I live in a small town in Wisconsin; a town filled with college students, farmers, business people, teachers — and kids.
Lots of kids.
Last night was a fund raiser at Culvers (Yeah Culvers!) for one of the grade schools. So like a good granny, I trudged along with my kids and grandkids to have a Butter Burger and some cheese curds. Oh — and some overly-sweet custard. As you can imagine, the place was packed with kids. Lots and lots of giggly, loud-talking, visiting-friends-at-other-tables kids. Pity the older couples who picked last night to eat out.
Years ago I would have been quite taken with all the rumpus. BG (before grandkids), the world was quiet. Quiet job. Quiet house. Quiet hobbies. But then life reanimated itself in guise of a grandkid. And it hasn’t been the same since.

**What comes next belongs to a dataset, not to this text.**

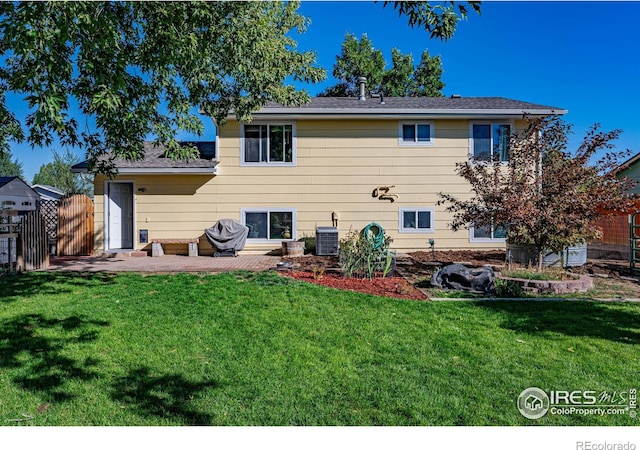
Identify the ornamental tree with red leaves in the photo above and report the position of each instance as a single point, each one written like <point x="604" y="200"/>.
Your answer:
<point x="545" y="197"/>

Waiting for our food to be delivered by one of several guest gradeschool servers, I just sat and watched the dynamics around me. Mothers in ponytails and sweatshirts, dads in ball caps. Kids sharing food, laughing, talking to siblings and friends at other tables, junior servers walking around and around looking for number 50 or 37, some with trays bigger than they were. I was “introduced” to Hayden (who didn’t have a clue what to say…even to my grandson), and other kids who told me their life story of the day.
Some college kids took the corner table; they were as polite to the little servers as they took their cold burgers and chicken strips. Moms toddled behind those too small to serve alone; we all laughed and smiled and helped out when we could.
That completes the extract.